I do think with some minor tweaks this could be used to make bindings for GLFW in other languages easier to install, e.g. by just requiring `zig`, but I haven't done that here.


Thanks! No need to apologize, I'm not in your target audience, and that's fine. Was just curious, is all.


glfw is very widely known because it's usually one of the recommended libraries to use when starting out graphics programming. It basically a cross platform library to create a window and initialize an opengl context .. or something like that. (It's been _many_ years since I last used it).


Is it safe to say that SDL is a strict superset of GLFW?


I think that is a reasonable statement. SDL includes other functionality like image loading, audio, etc. whereas GLFW is primarily focused just with getting a window with a graphics context for OpenGL/Vulkan/etc set up.


SDL’s advantage is that it supports more platforms (like mobile and Switch), and is much more battle-tested with hundreds of games using it, including Valve’s ones. Many people seem to use SDL for only windowing and input and seem okay with it.


This documentation has a good description of capabilities of it and alternatives.

https://www.khronos.org/opengl/wiki/Related_toolkits_and_API...


A little while ago I tinkered a bit with automatically generating "more idiomatic" language bindings from C-APIs by parsing the AST-dump output of C headers from Clang (a better approach would be to use libclang I guess, but the JSON AST dump is good enough for simple C headers).

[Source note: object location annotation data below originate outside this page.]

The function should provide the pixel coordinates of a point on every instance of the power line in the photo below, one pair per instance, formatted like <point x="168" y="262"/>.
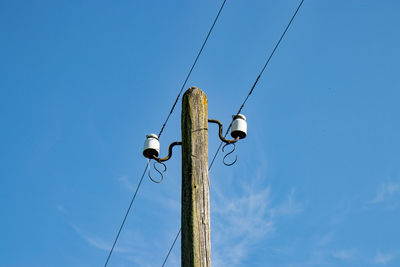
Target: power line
<point x="191" y="69"/>
<point x="241" y="107"/>
<point x="126" y="214"/>
<point x="172" y="246"/>
<point x="162" y="129"/>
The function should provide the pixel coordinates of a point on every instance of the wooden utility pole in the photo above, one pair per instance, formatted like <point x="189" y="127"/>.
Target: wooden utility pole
<point x="196" y="243"/>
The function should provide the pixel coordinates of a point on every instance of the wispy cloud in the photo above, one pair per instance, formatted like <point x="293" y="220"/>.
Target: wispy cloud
<point x="383" y="258"/>
<point x="244" y="219"/>
<point x="289" y="207"/>
<point x="385" y="193"/>
<point x="97" y="242"/>
<point x="345" y="254"/>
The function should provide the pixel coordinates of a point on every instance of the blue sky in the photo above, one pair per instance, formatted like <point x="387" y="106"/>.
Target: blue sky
<point x="317" y="182"/>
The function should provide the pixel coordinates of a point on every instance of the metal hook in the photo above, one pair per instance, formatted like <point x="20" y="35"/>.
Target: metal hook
<point x="223" y="150"/>
<point x="160" y="172"/>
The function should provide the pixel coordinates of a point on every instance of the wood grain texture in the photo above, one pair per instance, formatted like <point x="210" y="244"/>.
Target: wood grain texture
<point x="196" y="244"/>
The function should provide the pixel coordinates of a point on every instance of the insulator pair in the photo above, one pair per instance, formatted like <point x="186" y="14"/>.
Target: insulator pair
<point x="151" y="148"/>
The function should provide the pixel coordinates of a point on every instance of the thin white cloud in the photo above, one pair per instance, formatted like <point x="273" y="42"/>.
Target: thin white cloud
<point x="385" y="193"/>
<point x="243" y="220"/>
<point x="345" y="254"/>
<point x="289" y="207"/>
<point x="383" y="258"/>
<point x="99" y="243"/>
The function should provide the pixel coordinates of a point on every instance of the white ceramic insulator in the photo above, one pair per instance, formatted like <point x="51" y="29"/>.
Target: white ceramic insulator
<point x="239" y="126"/>
<point x="151" y="146"/>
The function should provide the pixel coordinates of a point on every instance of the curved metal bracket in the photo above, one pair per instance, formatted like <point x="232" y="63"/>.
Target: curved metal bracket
<point x="160" y="160"/>
<point x="220" y="133"/>
<point x="160" y="172"/>
<point x="227" y="154"/>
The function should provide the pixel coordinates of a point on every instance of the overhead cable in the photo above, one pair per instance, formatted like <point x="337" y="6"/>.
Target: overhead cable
<point x="163" y="126"/>
<point x="241" y="107"/>
<point x="191" y="69"/>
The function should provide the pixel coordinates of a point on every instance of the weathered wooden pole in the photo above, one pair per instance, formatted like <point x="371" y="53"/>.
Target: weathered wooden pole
<point x="195" y="242"/>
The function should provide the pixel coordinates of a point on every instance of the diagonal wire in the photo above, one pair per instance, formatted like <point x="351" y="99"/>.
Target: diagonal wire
<point x="191" y="69"/>
<point x="126" y="214"/>
<point x="162" y="129"/>
<point x="244" y="102"/>
<point x="172" y="246"/>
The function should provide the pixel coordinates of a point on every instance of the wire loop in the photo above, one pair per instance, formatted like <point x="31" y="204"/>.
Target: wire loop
<point x="159" y="171"/>
<point x="227" y="154"/>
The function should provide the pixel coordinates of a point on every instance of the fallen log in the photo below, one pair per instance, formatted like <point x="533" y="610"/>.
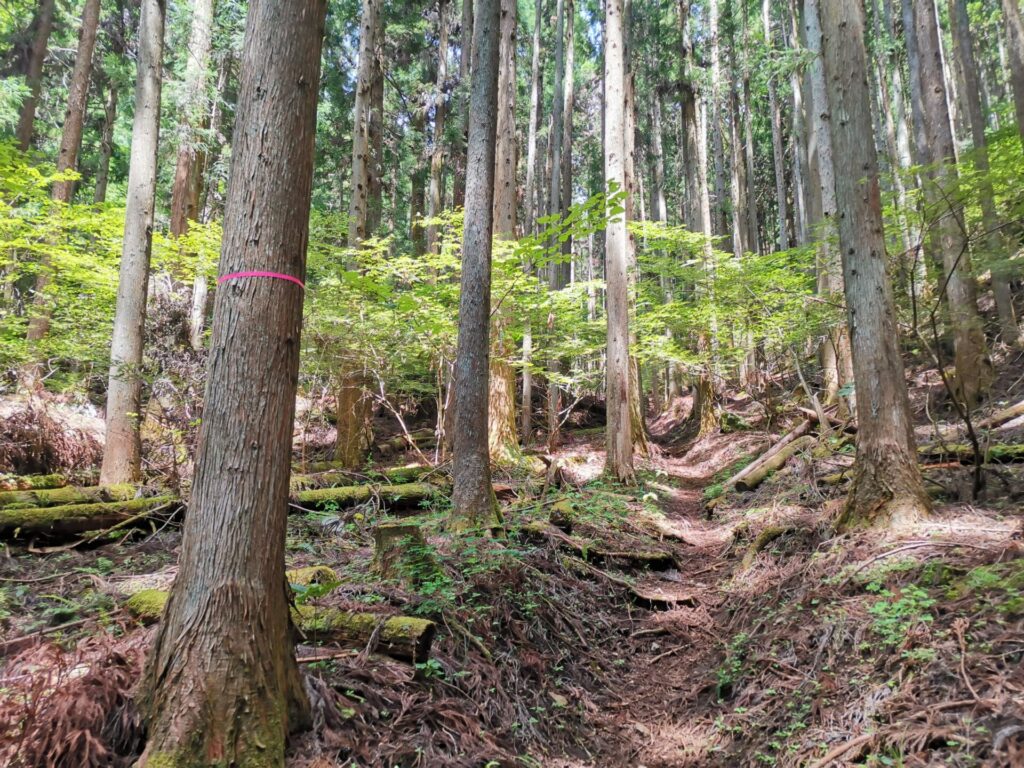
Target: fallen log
<point x="1000" y="417"/>
<point x="599" y="553"/>
<point x="68" y="495"/>
<point x="326" y="474"/>
<point x="77" y="518"/>
<point x="32" y="482"/>
<point x="403" y="496"/>
<point x="996" y="454"/>
<point x="406" y="638"/>
<point x="794" y="434"/>
<point x="766" y="466"/>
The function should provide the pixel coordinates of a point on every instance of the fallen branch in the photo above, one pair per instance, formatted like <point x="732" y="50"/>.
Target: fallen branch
<point x="77" y="518"/>
<point x="766" y="466"/>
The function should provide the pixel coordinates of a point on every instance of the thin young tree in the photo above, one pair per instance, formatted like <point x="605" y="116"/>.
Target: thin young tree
<point x="474" y="506"/>
<point x="619" y="462"/>
<point x="358" y="205"/>
<point x="502" y="434"/>
<point x="184" y="190"/>
<point x="964" y="46"/>
<point x="887" y="486"/>
<point x="123" y="448"/>
<point x="221" y="685"/>
<point x="34" y="77"/>
<point x="1015" y="51"/>
<point x="936" y="147"/>
<point x="71" y="139"/>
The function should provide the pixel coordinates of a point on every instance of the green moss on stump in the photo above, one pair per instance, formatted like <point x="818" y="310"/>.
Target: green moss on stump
<point x="311" y="574"/>
<point x="147" y="605"/>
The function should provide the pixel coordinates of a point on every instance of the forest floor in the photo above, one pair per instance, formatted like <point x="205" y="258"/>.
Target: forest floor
<point x="610" y="627"/>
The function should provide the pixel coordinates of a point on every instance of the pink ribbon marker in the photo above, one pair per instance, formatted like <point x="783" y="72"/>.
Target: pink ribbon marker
<point x="257" y="273"/>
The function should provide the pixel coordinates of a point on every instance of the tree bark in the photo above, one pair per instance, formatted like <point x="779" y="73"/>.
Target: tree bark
<point x="967" y="61"/>
<point x="359" y="192"/>
<point x="221" y="684"/>
<point x="71" y="139"/>
<point x="887" y="488"/>
<point x="107" y="143"/>
<point x="502" y="434"/>
<point x="34" y="77"/>
<point x="781" y="205"/>
<point x="529" y="207"/>
<point x="184" y="192"/>
<point x="473" y="502"/>
<point x="123" y="448"/>
<point x="78" y="95"/>
<point x="440" y="113"/>
<point x="620" y="429"/>
<point x="974" y="368"/>
<point x="1015" y="50"/>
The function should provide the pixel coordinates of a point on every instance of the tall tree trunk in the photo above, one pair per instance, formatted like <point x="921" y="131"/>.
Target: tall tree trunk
<point x="620" y="428"/>
<point x="440" y="112"/>
<point x="974" y="368"/>
<point x="502" y="414"/>
<point x="184" y="192"/>
<point x="34" y="78"/>
<point x="778" y="156"/>
<point x="71" y="139"/>
<point x="107" y="143"/>
<point x="466" y="42"/>
<point x="887" y="485"/>
<point x="964" y="46"/>
<point x="557" y="271"/>
<point x="717" y="145"/>
<point x="473" y="500"/>
<point x="1015" y="50"/>
<point x="221" y="683"/>
<point x="836" y="361"/>
<point x="78" y="97"/>
<point x="123" y="448"/>
<point x="359" y="193"/>
<point x="529" y="206"/>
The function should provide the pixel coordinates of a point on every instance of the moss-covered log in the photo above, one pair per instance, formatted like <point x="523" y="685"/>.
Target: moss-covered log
<point x="32" y="482"/>
<point x="406" y="638"/>
<point x="598" y="552"/>
<point x="326" y="474"/>
<point x="995" y="454"/>
<point x="403" y="496"/>
<point x="765" y="468"/>
<point x="71" y="519"/>
<point x="68" y="495"/>
<point x="400" y="637"/>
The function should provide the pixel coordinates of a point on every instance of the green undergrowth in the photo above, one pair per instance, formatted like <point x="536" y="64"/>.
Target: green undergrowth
<point x="883" y="640"/>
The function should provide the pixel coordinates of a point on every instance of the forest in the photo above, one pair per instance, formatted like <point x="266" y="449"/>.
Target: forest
<point x="536" y="383"/>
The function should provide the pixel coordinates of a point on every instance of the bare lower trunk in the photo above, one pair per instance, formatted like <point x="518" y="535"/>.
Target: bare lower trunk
<point x="221" y="685"/>
<point x="887" y="487"/>
<point x="440" y="113"/>
<point x="105" y="144"/>
<point x="123" y="448"/>
<point x="34" y="77"/>
<point x="620" y="429"/>
<point x="473" y="501"/>
<point x="71" y="140"/>
<point x="974" y="368"/>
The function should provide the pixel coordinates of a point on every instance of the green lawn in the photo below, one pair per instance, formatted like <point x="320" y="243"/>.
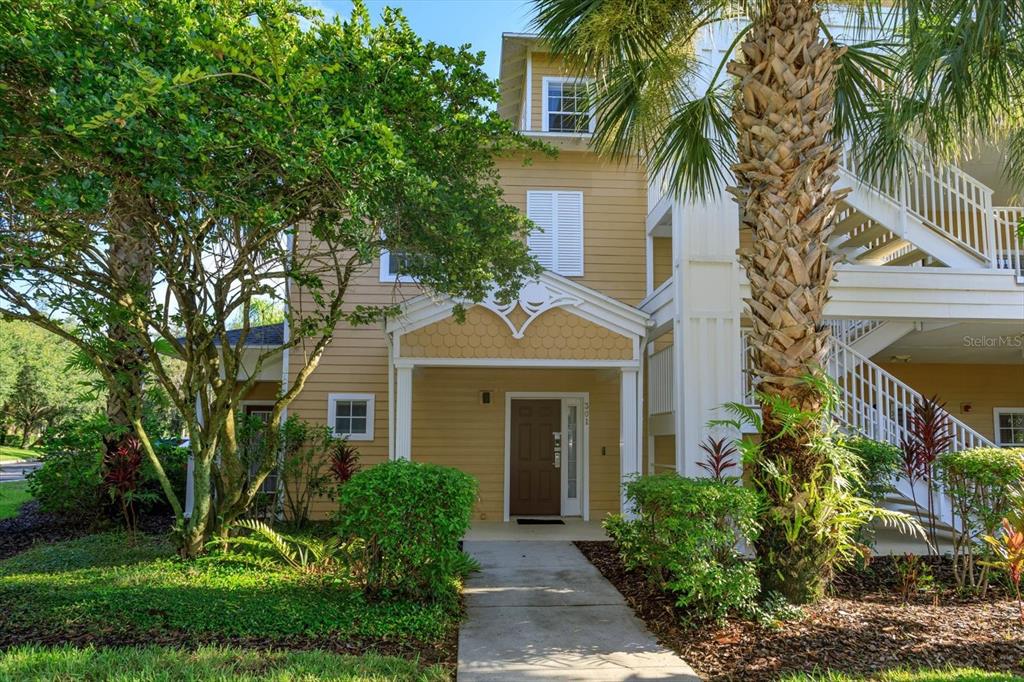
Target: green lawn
<point x="941" y="675"/>
<point x="112" y="585"/>
<point x="212" y="664"/>
<point x="12" y="496"/>
<point x="9" y="454"/>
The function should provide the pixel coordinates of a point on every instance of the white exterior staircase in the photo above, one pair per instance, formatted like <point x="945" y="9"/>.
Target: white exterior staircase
<point x="936" y="215"/>
<point x="876" y="403"/>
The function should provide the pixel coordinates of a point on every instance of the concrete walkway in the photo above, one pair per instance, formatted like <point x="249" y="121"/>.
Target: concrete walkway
<point x="540" y="610"/>
<point x="14" y="470"/>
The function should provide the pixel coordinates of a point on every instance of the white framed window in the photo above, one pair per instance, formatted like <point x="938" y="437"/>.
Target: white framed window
<point x="556" y="240"/>
<point x="351" y="416"/>
<point x="392" y="265"/>
<point x="1010" y="427"/>
<point x="564" y="108"/>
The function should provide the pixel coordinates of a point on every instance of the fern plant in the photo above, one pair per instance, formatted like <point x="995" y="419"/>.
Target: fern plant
<point x="269" y="548"/>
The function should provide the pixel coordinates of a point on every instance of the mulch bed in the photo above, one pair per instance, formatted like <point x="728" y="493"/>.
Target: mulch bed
<point x="862" y="629"/>
<point x="34" y="525"/>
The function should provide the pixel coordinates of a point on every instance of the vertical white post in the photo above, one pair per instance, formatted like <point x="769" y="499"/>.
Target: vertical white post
<point x="650" y="263"/>
<point x="629" y="433"/>
<point x="403" y="414"/>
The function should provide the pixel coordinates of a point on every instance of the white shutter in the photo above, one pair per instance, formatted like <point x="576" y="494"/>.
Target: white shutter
<point x="541" y="241"/>
<point x="568" y="233"/>
<point x="557" y="240"/>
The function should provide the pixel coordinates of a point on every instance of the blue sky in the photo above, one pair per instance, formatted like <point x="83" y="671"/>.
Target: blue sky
<point x="479" y="23"/>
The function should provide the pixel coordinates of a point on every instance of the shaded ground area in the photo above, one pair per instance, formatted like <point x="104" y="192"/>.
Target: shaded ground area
<point x="33" y="525"/>
<point x="861" y="630"/>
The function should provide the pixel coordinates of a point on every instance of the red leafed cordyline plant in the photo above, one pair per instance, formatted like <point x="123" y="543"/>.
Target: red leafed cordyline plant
<point x="1009" y="550"/>
<point x="344" y="462"/>
<point x="929" y="434"/>
<point x="721" y="458"/>
<point x="122" y="472"/>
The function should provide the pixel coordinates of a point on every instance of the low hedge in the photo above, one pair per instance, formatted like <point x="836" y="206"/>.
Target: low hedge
<point x="684" y="538"/>
<point x="403" y="521"/>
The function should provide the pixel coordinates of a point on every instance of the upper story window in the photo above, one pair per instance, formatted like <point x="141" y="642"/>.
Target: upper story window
<point x="351" y="416"/>
<point x="556" y="241"/>
<point x="1010" y="427"/>
<point x="394" y="264"/>
<point x="565" y="109"/>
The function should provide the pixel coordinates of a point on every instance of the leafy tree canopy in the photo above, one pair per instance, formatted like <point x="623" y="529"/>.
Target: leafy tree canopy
<point x="209" y="131"/>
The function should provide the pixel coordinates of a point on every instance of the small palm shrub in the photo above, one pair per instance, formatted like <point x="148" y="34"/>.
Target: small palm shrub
<point x="684" y="539"/>
<point x="265" y="547"/>
<point x="813" y="519"/>
<point x="1008" y="549"/>
<point x="980" y="483"/>
<point x="407" y="519"/>
<point x="122" y="477"/>
<point x="720" y="456"/>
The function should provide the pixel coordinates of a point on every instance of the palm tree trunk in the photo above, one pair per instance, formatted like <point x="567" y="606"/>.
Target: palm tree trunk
<point x="131" y="270"/>
<point x="787" y="164"/>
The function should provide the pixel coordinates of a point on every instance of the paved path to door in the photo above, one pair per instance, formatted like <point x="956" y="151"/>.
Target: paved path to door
<point x="540" y="610"/>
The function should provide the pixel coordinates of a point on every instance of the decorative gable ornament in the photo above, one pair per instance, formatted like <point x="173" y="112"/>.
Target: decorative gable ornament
<point x="535" y="299"/>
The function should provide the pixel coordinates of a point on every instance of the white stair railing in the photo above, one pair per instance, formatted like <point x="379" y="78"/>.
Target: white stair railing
<point x="1009" y="250"/>
<point x="951" y="203"/>
<point x="880" y="406"/>
<point x="876" y="403"/>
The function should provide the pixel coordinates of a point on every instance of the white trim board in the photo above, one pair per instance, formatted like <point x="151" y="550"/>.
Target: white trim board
<point x="517" y="363"/>
<point x="583" y="481"/>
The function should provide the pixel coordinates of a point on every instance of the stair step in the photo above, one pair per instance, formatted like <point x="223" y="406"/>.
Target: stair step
<point x="872" y="232"/>
<point x="851" y="222"/>
<point x="883" y="251"/>
<point x="908" y="258"/>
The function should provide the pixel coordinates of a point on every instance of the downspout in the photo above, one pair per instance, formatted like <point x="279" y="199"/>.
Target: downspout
<point x="390" y="393"/>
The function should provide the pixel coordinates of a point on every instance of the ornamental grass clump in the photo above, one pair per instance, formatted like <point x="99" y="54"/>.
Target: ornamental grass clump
<point x="407" y="519"/>
<point x="685" y="539"/>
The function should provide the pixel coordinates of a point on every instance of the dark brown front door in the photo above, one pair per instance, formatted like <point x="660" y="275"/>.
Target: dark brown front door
<point x="535" y="485"/>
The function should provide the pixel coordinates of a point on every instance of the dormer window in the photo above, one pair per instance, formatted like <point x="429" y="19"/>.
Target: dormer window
<point x="565" y="109"/>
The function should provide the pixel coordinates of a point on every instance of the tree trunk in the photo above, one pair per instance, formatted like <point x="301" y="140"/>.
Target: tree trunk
<point x="131" y="270"/>
<point x="787" y="164"/>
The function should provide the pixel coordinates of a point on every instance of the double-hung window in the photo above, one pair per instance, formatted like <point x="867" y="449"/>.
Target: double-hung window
<point x="1010" y="427"/>
<point x="351" y="416"/>
<point x="394" y="265"/>
<point x="556" y="240"/>
<point x="566" y="107"/>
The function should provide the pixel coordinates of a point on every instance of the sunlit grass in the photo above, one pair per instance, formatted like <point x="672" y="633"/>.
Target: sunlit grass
<point x="10" y="454"/>
<point x="114" y="584"/>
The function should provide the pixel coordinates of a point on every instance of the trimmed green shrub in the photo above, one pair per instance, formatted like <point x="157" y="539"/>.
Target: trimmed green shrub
<point x="685" y="538"/>
<point x="69" y="481"/>
<point x="979" y="482"/>
<point x="879" y="463"/>
<point x="406" y="519"/>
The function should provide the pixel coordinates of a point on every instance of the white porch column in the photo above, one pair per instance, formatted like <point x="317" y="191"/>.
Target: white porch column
<point x="403" y="414"/>
<point x="629" y="452"/>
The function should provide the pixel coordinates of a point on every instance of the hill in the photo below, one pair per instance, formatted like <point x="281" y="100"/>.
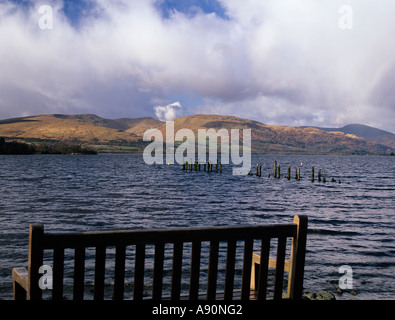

The parsed AST information is then further processed by a language-specific script which replaces some "C-isms" with target-language concepts (things like replacing pointer/size pair structs with target-language-slices). This could be further helped by custom annotations on the C-API, but so far I'm just looking for special type name patterns in the C headers. IME making C-APIs "binding friendly" even helps with making the C API a bit safer (for instance by providing a size to each data pointer).

Anyway... currently it's good enough to automatically generate Zig bindings for my Sokol libraries, but I think with a bit more work a more robust and universal tool could be created with essentially does the same thing but more flexible. Microsoft is doing something similar now to expose the Windows APIs to C++ and Rust, but as far as I have seen this is on a whole different complexity level than my handful of python scripts ;)

Here's a bit more detailed information: https://floooh.github.io/2020/08/23/sokol-bindgen.html


Seems like a cool project and kudos to the authors attentions to detail.

These lines tickled my Bone of Irony:

> No installing apt packages. No dealing with missing header errors. It should just work out-of-the-box, and for every platform

I think it’s interesting/ironic because at some point the layers of header files were pitched as a way of making things more modular and better. A means of simplifying. Aptitude was meant to do the same thing. Simplify a process that was formerly seen as icky and complicated.

The author could have just as well mentioned just about any other software install/deploy/configure technology. In the end it always seems that yesteryears “it makes things easier” is eventually derided and replaced with a some new simple straightforward mechanism. As whatever the new approach is, scales in time and application, it takes the place of what it derided and becomes the new derided. One big merry go round.


There is a key difference here- if your build instructions include "install this package using apt" then you are limiting your developers to using Ubuntu or Debian, and even then limiting it to a particular version range within those distros.

If your build instructions are "zig build" then that works for everyone, on every platform: Windows, macOS, Linux (all distros!), FreeBSD, etc., and it works for all versions of them.


I mean, the build instructions could also say "install this package" and then you install it however your distribution does it.


Installing a package to build some code is just fundamentally wrong, though. Why am I making unspecified, permanent changes to my underlying operating system in order to build a random piece of code?

That just make no sense, and it is insane that this is the standard way of doing things.


Install in context of library package manager doesn't necessarily mean install to operating system. It can be just caching it somewhere in your home directory.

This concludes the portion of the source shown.